Normal histological pictures of the regular articular surface, articular cartilages containing chondrocytes, and synovial membrane of tibiofemoral and patellofemoral joints were recorded in the sham control group in H&E-stained sections [Figure 3]A. On one hand, dysregulation of the articular surface together with ulceration of articular cartilages and erosion which is filled with fibrous tissue which replaced areas of articular cartilage was observed in the osteoarthritis control group [Figure 3]B. Chondrocytes were with either weakly stained nuclei or karyolitic nuclei. The number of chondrocytes was markedly reduced [Figure 3]B. Moreover, the synovial membrane was markedly widened and thickened due to the proliferation of their synovial lining cells and the proliferation of fibroblasts with mononuclear inflammatory cell aggregation in the sub-lining layer. Whilst, the groups treated with ibuprofen [Figure 3]C and CSE at 100, 200, and 300 mg/kg revealed minimal histopathological lesions that were previously mentioned in the sham group [Figure 3]D-F.
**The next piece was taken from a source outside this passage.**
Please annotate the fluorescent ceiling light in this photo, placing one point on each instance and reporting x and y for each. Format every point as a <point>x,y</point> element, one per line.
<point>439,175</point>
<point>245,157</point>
Figure 3: Photomicrographs of joints collected from different experimental rat groups) .A-F) Hematoxylin and eosin-stained sections, magnification ×100. )A( Sham group displaying normal articular surface, articular cartilages, and chondrocytes; )B) osteoarthritis control group showing irregular articular surface, articular cartilages containing few numbers of chondrocytes, weakly stained, or necrosed chondrocytes and area of articular cartilage replaced by fibrous tissue; (C) ibuprofen at 40 mg/kg showing irregularity of articular surface with decrease in chondrocytes’numbers; )D) CSE-100 showing moderate necrosis of chondrocytes; )E( CSE-200 and )F( CSE-300 groups showing individual chondrocytes necrosis. )G-L( Touldine blue-stained sections magnification × 200. )G( Sham group showing cartilaginous matrix with a normal distribution of proteoglycan; )H( osteoarthritis control group demonstrating obvious decrease with the complete vanishing of proteoglycan content in some parts in the cartilaginous matrix; )I( ibuprofen at 40 mg/kg showing reduction of proteoglycan content of cartilaginous matrix especially in the articular surface; )J-L( CSE at 100, 200, and 300 mg/kg showing the cartilaginous matrix with the uniform spreading of proteoglycan content. CSE, Crataegus sinaica methanolic extract.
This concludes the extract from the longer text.